正しさを越えて
マタイによる福音書 1章18~25節
降臨節も4週目に入り、ろうそくが4本に灯りました。いよいよクリスマスですね。今日の福音書はイエスの誕生、特に父であったヨセフにスポットが当たっています。
父ヨセフは「正しい人」であったと記されています。実はこれは結構大事なことで、この時代にわざわざ「正しい」と書かれているということは、きちんと律法を守ろうと考えていて、その通り実践することができていたということだからです。実際貧しい人たちの間で、律法というのは「守ろうとしても守ることができないもの」として存在していたわけですから、ヨセフが「正しく」あったというのは実にすごいことであったわけです。
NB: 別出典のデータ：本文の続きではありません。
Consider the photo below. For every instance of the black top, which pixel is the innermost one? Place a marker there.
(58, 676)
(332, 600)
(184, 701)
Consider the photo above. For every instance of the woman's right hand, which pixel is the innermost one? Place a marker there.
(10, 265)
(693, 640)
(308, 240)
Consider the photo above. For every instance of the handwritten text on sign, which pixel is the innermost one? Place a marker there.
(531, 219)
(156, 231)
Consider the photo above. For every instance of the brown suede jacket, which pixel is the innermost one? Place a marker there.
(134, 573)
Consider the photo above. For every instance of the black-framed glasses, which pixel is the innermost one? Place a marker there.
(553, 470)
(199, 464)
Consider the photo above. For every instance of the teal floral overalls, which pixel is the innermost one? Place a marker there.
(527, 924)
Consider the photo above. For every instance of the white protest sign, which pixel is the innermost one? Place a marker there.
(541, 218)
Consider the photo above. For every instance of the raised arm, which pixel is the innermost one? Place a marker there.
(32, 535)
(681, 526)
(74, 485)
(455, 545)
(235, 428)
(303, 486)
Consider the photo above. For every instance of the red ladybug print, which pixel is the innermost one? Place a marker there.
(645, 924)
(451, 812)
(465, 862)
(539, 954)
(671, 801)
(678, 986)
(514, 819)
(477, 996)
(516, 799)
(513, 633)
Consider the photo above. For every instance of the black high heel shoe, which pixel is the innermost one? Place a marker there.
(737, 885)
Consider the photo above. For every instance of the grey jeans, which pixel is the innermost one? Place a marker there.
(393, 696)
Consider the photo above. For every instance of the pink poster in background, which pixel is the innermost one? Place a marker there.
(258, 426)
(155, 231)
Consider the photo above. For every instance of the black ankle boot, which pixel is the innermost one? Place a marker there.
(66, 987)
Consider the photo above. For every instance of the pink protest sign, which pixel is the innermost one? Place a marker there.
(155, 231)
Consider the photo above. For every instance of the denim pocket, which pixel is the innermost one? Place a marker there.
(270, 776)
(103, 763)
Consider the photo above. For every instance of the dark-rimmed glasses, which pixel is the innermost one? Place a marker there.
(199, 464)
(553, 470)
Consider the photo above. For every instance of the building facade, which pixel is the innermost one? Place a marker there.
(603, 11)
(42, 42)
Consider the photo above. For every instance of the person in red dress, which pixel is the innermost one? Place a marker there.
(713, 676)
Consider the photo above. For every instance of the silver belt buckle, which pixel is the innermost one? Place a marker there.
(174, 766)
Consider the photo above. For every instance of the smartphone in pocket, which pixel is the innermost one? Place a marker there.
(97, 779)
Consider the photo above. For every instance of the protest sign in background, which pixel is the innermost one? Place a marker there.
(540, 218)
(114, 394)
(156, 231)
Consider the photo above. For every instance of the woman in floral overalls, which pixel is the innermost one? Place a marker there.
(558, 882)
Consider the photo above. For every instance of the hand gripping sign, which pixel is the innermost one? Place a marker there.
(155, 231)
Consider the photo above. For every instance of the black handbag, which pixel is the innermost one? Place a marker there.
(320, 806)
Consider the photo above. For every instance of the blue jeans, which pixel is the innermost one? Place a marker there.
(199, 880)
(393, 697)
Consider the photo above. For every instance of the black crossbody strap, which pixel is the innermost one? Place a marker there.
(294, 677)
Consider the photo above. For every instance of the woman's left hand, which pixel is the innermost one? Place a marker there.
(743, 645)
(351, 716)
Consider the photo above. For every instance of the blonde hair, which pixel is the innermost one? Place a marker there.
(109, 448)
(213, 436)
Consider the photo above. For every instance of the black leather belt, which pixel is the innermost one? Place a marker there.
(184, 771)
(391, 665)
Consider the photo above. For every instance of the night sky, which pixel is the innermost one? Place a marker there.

さて、そのヨセフはマリアのことで逡巡することになるわけです。それは、マリアが結婚前に妊娠いるらしいということがわかったからで、しかも自分には心当たりがないわけです。だから、「表ざたにするのを望まず、ひそかに離縁しようと決心した」のですね。しかしそこに現れたのが主の天使です。ヨセフに対して「マリアを妻に迎えるように」と命じます。ヨセフに対して、今まで維持してきた「正しさ」を曲げるように諭すわけです。一方で天使は「別の理由」をヨセフに告げます。すなわち「マリアに宿った子どもは聖霊の働きによるのであり、神の子である」「だからそれを優先するほうが正しい」ということです。「あなたは「正しい」ままです」ということを伝えているのですね。「正しさ」から「正しさを越えた正しさ」への飛躍がそこにはあるのです。
夢の中での出来事と書かれていますが、普通、こんなことがあったら迷いませんか。どうしたって、疑いや迷いが出てきたしまうものだと思います。ヨセフも実際は大いに迷ったのではないかと思うのです。そして、いくら主の天使のお告げであっても、信用できないと思ったり、断るという選択をしてもいいと思うのです。しかしヨセフはマリアを迎え入れることを選び、イエスは無事に誕生することになりました。
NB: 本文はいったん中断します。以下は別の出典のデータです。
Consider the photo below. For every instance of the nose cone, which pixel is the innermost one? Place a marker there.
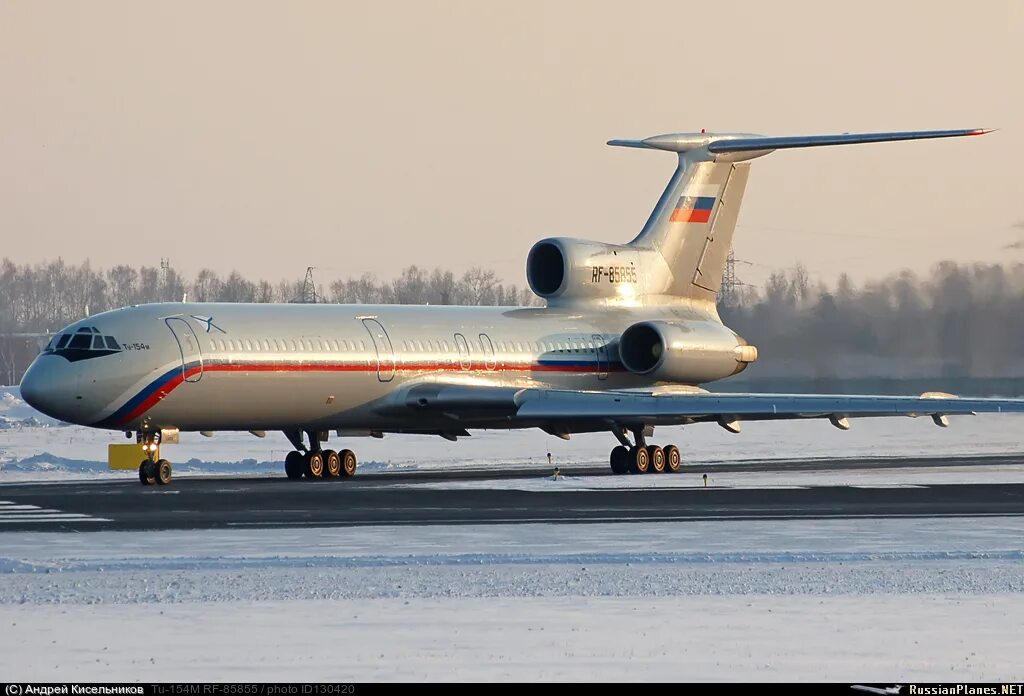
(50, 386)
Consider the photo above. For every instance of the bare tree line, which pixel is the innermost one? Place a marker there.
(48, 296)
(958, 320)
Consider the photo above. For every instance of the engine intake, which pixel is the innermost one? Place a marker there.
(565, 269)
(691, 352)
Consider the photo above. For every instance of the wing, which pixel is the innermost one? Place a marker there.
(585, 410)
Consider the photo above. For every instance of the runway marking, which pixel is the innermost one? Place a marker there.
(887, 485)
(33, 514)
(456, 521)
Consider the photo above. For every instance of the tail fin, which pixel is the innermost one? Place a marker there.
(693, 222)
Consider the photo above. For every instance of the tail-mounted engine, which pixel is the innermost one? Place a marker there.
(566, 269)
(689, 352)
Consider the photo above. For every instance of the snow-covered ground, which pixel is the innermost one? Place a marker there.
(845, 600)
(29, 450)
(868, 600)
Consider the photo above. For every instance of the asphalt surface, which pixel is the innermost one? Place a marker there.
(374, 498)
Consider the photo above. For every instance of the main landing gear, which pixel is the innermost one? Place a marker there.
(642, 458)
(153, 471)
(313, 463)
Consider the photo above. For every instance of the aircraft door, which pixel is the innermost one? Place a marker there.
(385, 353)
(465, 360)
(601, 350)
(488, 351)
(192, 358)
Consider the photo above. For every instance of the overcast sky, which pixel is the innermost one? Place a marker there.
(365, 136)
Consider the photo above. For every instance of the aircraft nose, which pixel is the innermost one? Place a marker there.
(49, 387)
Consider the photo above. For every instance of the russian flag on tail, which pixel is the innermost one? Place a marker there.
(693, 208)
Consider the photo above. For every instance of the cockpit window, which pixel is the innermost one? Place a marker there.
(81, 341)
(84, 344)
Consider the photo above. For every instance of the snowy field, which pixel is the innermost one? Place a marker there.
(844, 600)
(864, 600)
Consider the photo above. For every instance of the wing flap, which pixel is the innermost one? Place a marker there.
(627, 406)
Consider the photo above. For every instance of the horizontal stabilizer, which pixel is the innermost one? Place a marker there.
(785, 142)
(720, 143)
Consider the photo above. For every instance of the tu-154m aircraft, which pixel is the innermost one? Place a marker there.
(628, 335)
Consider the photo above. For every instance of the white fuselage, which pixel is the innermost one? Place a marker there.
(252, 366)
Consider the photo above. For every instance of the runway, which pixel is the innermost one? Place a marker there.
(434, 497)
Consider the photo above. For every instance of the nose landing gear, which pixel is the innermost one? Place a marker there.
(153, 471)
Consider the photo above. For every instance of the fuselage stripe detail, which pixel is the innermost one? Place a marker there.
(169, 381)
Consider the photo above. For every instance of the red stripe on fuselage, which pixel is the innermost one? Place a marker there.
(173, 383)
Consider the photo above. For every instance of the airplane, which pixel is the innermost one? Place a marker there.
(629, 335)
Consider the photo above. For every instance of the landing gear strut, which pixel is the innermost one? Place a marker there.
(314, 463)
(153, 471)
(639, 458)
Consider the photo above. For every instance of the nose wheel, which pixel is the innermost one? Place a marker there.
(155, 473)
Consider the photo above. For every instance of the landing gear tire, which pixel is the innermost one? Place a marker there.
(147, 473)
(347, 463)
(313, 465)
(639, 461)
(656, 457)
(332, 464)
(294, 466)
(620, 461)
(164, 472)
(673, 460)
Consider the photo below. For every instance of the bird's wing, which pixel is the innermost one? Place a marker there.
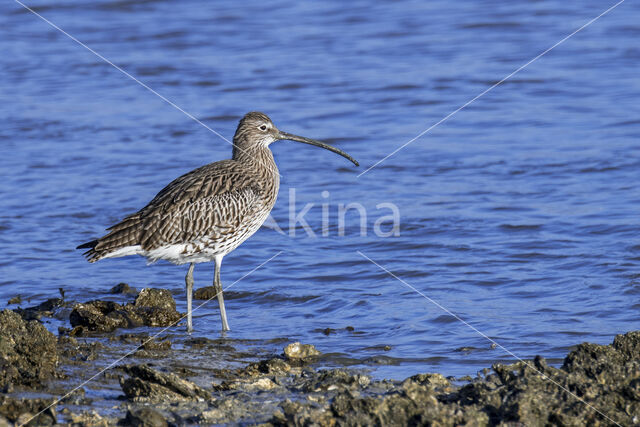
(209, 202)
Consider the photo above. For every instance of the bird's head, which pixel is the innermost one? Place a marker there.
(257, 130)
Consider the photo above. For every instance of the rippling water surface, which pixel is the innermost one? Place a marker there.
(519, 214)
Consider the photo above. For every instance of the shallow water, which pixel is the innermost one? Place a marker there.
(519, 214)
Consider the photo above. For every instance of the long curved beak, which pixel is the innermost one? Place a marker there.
(292, 137)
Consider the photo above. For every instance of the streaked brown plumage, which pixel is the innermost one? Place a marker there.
(206, 213)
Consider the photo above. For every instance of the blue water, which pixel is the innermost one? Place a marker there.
(520, 214)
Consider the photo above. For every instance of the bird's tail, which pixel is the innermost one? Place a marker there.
(122, 235)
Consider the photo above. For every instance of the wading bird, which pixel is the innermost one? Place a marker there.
(208, 212)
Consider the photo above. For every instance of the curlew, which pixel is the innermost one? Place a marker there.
(206, 213)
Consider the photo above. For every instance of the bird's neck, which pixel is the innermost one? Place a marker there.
(258, 157)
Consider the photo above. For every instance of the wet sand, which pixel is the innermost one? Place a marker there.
(172, 379)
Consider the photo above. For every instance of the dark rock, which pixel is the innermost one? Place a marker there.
(23, 411)
(153, 307)
(297, 351)
(146, 383)
(206, 293)
(144, 417)
(43, 309)
(122, 288)
(28, 353)
(15, 300)
(155, 298)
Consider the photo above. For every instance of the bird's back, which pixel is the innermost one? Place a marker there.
(205, 212)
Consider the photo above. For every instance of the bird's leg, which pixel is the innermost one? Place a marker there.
(217, 286)
(189, 281)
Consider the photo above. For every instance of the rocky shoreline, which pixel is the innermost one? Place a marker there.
(144, 381)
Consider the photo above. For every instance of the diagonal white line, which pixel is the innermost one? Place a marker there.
(165, 99)
(485, 336)
(466, 104)
(111, 365)
(174, 105)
「正しさ」というのは、とても大切なものです。しかし一方で、人間同士の関係の難しさは、その「正しさ」が衝突してしまうことにあります。自分にとってそれが正しくても、相手にとってそうとは限らないからです。「唯一絶対の正しさ」というものは存在しないとわたしは思っています。もしそれがあるとするなら、それこそが「神さま」だからです。
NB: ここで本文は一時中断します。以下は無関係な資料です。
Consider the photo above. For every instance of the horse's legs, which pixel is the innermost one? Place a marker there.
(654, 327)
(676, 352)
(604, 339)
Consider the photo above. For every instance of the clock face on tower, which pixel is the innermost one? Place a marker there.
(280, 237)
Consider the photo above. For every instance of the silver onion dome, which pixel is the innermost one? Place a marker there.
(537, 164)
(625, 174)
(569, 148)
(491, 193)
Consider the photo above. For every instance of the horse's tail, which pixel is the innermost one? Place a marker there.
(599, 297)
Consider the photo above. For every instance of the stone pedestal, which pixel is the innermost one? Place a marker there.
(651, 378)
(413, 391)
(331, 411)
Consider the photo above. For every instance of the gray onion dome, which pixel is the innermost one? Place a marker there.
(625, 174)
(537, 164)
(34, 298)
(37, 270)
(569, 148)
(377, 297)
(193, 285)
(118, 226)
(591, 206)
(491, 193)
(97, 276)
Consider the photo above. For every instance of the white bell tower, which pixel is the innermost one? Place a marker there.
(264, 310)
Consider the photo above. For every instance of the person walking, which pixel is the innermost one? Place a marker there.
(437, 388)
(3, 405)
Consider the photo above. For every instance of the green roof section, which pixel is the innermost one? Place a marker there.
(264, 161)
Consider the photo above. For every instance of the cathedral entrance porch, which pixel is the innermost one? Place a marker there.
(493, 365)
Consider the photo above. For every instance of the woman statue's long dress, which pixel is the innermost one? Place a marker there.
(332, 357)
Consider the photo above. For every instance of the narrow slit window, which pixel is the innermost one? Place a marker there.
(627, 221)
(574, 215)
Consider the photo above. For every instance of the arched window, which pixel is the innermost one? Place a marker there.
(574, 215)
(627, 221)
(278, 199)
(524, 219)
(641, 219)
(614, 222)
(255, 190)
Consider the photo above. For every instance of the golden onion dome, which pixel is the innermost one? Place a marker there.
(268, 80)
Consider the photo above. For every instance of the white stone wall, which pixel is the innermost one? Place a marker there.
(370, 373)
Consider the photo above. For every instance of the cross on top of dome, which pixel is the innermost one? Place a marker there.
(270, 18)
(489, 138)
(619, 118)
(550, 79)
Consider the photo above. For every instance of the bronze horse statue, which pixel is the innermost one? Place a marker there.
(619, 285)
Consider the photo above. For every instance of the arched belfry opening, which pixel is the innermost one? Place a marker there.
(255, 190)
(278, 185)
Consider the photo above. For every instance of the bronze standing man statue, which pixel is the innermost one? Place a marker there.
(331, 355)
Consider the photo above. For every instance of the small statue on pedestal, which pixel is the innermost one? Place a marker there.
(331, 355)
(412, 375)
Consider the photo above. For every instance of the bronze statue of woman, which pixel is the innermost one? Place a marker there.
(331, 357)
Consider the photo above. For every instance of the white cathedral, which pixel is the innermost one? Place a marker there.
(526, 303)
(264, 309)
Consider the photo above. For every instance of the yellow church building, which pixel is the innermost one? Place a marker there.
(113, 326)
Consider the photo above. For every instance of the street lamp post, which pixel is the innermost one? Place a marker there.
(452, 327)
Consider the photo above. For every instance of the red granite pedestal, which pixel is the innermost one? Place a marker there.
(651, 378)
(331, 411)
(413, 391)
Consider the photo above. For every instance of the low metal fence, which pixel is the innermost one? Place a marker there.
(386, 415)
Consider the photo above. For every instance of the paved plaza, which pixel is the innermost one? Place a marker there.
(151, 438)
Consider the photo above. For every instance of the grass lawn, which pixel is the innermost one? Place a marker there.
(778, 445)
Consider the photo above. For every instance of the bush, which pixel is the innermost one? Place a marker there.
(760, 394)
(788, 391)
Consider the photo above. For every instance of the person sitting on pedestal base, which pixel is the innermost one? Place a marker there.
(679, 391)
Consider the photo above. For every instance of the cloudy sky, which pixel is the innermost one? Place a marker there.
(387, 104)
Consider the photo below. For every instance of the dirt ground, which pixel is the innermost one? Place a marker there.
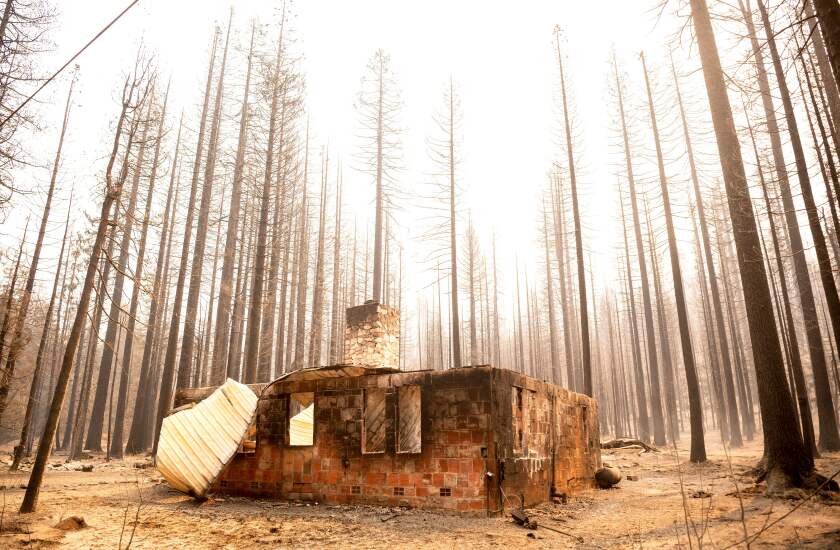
(123, 505)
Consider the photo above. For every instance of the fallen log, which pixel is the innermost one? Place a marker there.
(624, 443)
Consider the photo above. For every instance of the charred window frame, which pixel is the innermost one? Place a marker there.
(374, 423)
(409, 420)
(300, 419)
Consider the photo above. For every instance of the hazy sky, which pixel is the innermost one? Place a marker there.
(501, 55)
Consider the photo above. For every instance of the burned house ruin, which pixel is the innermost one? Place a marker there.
(473, 440)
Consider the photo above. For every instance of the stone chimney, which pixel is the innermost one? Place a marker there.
(372, 336)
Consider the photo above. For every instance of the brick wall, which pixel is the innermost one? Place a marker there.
(447, 474)
(467, 430)
(560, 450)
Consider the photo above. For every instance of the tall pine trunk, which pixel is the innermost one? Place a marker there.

ヨセフはイエスの誕生の際にとても重要な役割を果たしています。それはもちろん、ベツレヘムに向かって旅をする間、母マリアを守り、誕生してからは成長するまで見守ることであったわけです。しかしもう一つ大事なのは、ここでマリアを迎え入れる決断をしたことです。ヨセフがもし、自分の律法的な正しさにこだわってマリアを離縁していたとしたら、クリスマスの物語はもっと違ったものになっていたでしょう。ベツレヘムへの旅も、馬小屋での誕生も、すべてヨセフあってのことなのだと思います。ヨセフが「正しさを越える」という決断をしなければ、今の教会は無かったかもしれません。だからこそ、教会は時にその「正しさ」を越えていくことができなくてはならないのだと思います。繰り返して言いますが、律法によればマリアは離縁されていたはずです。しかしヨセフがその「正しさ」を越えて新しい正しさを見出したことから、教会は始まっているのです。わたしたちがこの釧路で宣教するのにあたって、自分たちの持つ今までの「正しさ」をどこかで越えて、新しい正しさを見出していくことが必要になってくるでしょう。でも、そこで恐れることはありません。その時は神さまが、ヨセフにお告げをしたように教えてくれるはずです。主に導かれて、これからも神さまと共に、正しさを越えて進んでいきたいと願っています。